Waller, Battle of the Summer Islands.
1653.—"... pour moy il me vouloit loger en son Palais, et que si i'auois la volonté de retourner a Lisbone par mer, il me feroit embarquer sur les premieres Karaques...."—De la Boullaye-le-Gouz, ed. 1657, p. 213.
1660.—"And further, That every Merchant Denizen who shall hereafter ship any Goods or Merchandize in any Carrack or Galley shall pay to your Majesty all manner of Customs, and all the Subsidies aforesaid, as any Alien born out of the Realm."—Act 12 Car. II. cap. iv. s. iv. (Tonnage and Poundage).

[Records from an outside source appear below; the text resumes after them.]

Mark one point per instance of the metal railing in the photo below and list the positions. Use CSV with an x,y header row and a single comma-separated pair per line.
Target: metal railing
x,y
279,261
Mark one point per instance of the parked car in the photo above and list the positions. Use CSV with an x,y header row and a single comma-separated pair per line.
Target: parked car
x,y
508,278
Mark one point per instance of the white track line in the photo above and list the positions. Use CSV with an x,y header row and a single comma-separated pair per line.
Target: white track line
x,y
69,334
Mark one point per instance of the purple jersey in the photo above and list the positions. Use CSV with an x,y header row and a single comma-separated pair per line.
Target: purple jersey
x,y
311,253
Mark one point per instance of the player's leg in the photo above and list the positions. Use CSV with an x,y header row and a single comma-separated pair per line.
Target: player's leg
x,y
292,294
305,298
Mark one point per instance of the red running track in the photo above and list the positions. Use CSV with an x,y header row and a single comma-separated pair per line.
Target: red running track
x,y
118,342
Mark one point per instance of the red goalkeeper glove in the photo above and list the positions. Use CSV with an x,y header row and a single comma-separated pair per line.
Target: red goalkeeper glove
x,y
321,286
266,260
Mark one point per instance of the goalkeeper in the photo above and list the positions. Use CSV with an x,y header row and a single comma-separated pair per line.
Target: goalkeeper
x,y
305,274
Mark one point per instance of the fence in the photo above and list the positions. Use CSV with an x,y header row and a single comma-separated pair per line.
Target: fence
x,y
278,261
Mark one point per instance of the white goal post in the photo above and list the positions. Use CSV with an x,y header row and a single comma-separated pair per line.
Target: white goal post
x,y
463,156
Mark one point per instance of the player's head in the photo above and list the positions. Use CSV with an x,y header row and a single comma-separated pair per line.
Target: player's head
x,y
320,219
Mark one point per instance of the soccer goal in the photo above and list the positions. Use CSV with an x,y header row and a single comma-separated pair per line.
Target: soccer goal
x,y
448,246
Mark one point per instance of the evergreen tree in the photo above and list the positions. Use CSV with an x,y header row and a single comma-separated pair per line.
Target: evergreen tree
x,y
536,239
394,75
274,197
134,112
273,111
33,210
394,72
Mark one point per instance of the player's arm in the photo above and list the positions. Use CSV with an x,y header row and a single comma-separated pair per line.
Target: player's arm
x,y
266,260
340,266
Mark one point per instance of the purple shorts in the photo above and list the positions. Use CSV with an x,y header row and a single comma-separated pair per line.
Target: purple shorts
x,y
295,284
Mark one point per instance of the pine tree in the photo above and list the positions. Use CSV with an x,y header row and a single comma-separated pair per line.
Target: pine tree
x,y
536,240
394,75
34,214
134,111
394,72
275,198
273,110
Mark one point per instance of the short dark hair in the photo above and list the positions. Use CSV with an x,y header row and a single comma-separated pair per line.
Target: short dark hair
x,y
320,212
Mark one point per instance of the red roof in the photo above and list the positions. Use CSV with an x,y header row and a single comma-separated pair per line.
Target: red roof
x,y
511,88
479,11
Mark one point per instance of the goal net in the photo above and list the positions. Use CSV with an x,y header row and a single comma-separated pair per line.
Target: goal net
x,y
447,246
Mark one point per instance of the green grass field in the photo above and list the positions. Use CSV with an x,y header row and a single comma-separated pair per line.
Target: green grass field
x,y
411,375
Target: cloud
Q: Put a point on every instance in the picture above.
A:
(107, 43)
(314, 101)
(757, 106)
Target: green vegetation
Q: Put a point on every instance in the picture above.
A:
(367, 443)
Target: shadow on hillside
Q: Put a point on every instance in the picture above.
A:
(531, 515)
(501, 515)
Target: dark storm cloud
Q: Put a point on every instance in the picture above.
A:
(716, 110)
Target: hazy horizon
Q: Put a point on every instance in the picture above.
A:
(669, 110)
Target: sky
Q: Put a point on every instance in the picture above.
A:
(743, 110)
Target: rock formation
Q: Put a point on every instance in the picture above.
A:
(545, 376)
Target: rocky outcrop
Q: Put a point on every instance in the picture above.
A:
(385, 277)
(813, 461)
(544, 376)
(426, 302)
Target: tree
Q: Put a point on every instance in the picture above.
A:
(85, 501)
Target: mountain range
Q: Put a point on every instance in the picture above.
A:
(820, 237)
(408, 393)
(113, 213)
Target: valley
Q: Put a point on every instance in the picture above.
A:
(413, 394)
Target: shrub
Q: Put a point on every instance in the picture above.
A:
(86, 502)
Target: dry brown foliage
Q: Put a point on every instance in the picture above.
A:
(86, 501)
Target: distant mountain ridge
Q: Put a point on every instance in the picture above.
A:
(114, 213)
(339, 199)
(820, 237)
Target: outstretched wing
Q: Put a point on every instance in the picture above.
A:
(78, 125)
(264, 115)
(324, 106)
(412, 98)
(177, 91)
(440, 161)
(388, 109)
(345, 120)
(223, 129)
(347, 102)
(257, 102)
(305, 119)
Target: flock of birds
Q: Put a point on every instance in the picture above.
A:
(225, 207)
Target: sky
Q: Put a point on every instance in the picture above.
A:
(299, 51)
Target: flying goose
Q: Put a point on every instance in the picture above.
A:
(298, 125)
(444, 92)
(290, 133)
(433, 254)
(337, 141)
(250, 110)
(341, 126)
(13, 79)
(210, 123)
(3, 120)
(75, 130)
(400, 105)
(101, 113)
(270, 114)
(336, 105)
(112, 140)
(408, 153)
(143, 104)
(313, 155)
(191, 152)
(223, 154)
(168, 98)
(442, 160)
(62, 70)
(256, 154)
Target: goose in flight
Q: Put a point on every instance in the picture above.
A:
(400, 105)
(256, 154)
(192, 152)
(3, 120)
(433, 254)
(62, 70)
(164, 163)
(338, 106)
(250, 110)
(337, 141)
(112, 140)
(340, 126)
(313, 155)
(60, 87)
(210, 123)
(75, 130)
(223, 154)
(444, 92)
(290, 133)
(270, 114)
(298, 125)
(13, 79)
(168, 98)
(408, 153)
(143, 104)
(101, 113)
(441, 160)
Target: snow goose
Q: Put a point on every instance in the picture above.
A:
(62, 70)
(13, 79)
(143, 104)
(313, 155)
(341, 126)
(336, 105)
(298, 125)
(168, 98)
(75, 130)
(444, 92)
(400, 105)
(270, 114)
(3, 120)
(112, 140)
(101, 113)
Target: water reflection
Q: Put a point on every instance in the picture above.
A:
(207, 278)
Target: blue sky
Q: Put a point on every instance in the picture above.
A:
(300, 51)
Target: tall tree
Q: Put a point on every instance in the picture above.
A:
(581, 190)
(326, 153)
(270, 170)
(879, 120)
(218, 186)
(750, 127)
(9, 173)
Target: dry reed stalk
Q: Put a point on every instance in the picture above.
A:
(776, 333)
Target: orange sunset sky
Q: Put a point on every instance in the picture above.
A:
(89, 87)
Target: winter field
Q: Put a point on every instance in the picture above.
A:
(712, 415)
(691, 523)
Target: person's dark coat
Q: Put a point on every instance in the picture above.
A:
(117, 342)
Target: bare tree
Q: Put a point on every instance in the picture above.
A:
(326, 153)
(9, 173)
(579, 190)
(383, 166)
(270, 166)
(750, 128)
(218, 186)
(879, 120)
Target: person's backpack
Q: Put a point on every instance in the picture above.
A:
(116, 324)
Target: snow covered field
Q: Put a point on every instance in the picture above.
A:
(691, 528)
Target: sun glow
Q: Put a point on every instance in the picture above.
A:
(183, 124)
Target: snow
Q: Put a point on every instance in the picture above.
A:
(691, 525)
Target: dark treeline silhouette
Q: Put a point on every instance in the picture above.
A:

c. 1680.—"To this City of the floating ... which foreigners, with a little variation from carroços, call carracas."—Vieira, quoted by Bluteau.
1684.—"... there was a Carack of Portugal cast away upon the Reef having on board at that Time 4,000,000 of Guilders in Gold ... a present from the King of Siam to the King of Portugal."—Cowley, 32, in Dampier's Voyages, iv.